The Tyee is a left-wing, upstart online news journal here in BC. Though I’ve found the quality of their reportage and writing uneven, I’ve been generally impressed and have mentioned them on several occasions.
I just received an email from them, asking me to promote their Election Central, a bloggy sub-site for all things related to the BC election. From a public relations perspective, I give them 7/10 on the email: [more]
- It’s friendly in tone and content.
- It gets to the point quickly.
- It incentivizes me to mention the product–they’re offering prizes.

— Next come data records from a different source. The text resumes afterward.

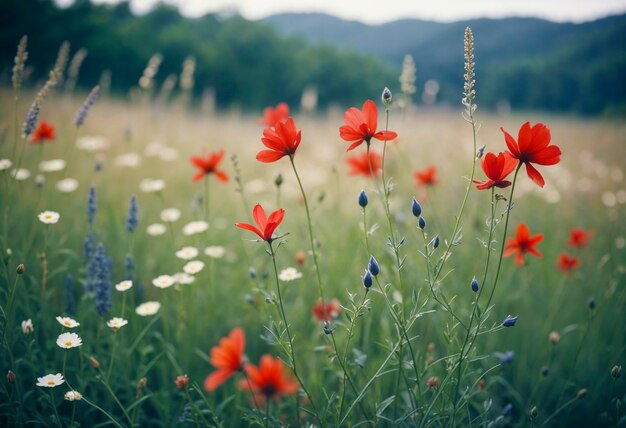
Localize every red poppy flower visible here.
[204,327,246,391]
[556,253,580,273]
[311,299,341,321]
[339,100,398,151]
[259,103,289,126]
[414,165,439,187]
[500,122,561,187]
[474,152,519,190]
[567,228,593,248]
[346,151,382,177]
[235,204,285,242]
[503,223,543,266]
[239,355,300,399]
[190,150,228,183]
[32,120,55,143]
[256,117,302,163]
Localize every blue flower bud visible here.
[359,190,368,208]
[367,256,380,276]
[411,198,422,217]
[502,315,517,327]
[470,277,478,293]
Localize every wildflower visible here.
[473,152,519,190]
[567,228,593,248]
[346,151,382,177]
[256,117,302,163]
[161,208,180,223]
[339,100,398,151]
[64,390,83,401]
[503,223,543,266]
[311,299,341,321]
[240,355,300,399]
[37,211,61,224]
[235,204,285,243]
[500,122,561,187]
[278,267,302,282]
[57,333,83,349]
[259,103,289,127]
[31,120,55,144]
[183,220,209,236]
[204,245,226,259]
[57,317,80,328]
[176,247,198,260]
[556,253,580,273]
[22,318,35,335]
[37,373,65,388]
[135,302,161,317]
[152,275,175,288]
[413,165,439,187]
[204,327,246,391]
[107,317,128,331]
[146,223,166,236]
[502,315,517,327]
[190,150,228,183]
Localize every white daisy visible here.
[37,211,61,224]
[135,302,161,317]
[57,317,80,328]
[183,260,204,275]
[57,333,83,349]
[37,373,65,388]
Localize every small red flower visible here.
[503,223,543,266]
[190,150,228,183]
[311,299,341,321]
[259,103,289,126]
[474,152,519,190]
[500,122,561,187]
[346,151,382,177]
[556,253,580,273]
[414,165,439,187]
[567,228,594,248]
[239,355,300,399]
[204,327,246,391]
[339,100,398,151]
[256,117,302,163]
[32,120,55,144]
[235,204,285,242]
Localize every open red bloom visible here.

- It gives clear advice on how I can help (including graphics I can use to promote the site).
On the other hand:
- The email isn’t personal. It’s clearly a group email, and gives no indication that the sender has read my blog or knows how I feel about the Tyee. This makes it feel like spam. They claim they lack the capacity to “reach us all individually”, but that’s not good enough. If they value my support, they can at least add a personalized sentence at the start of the email. Besides, they ought to be able to determine who the top 25 bloggers in the province are, and start with them. The resulting trickle-down effect will give them more than enough play in the long tail of BC blogs.
- Though the email is signed by a member of the Tyee staff, the From address is somebody at this tax accountancy. What’s up with that?
- It’s pretty clear to me that The Tyee is madly left-leaning. There’s nothing wrong with that, but they ought to be up-front about their bias. They merely describe themselves as “BC’s independent online newspaper”.
- If they’re really on top of ye olde blog relations, they’ll reply to this posting.
Clearly their email had the desired effect, because I mentioned them. And I suspect that their online election coverage will be as in-depth and more thoughtful than the mainstream media. A more carefully-worded email, though, and my story would’ve been much shorter.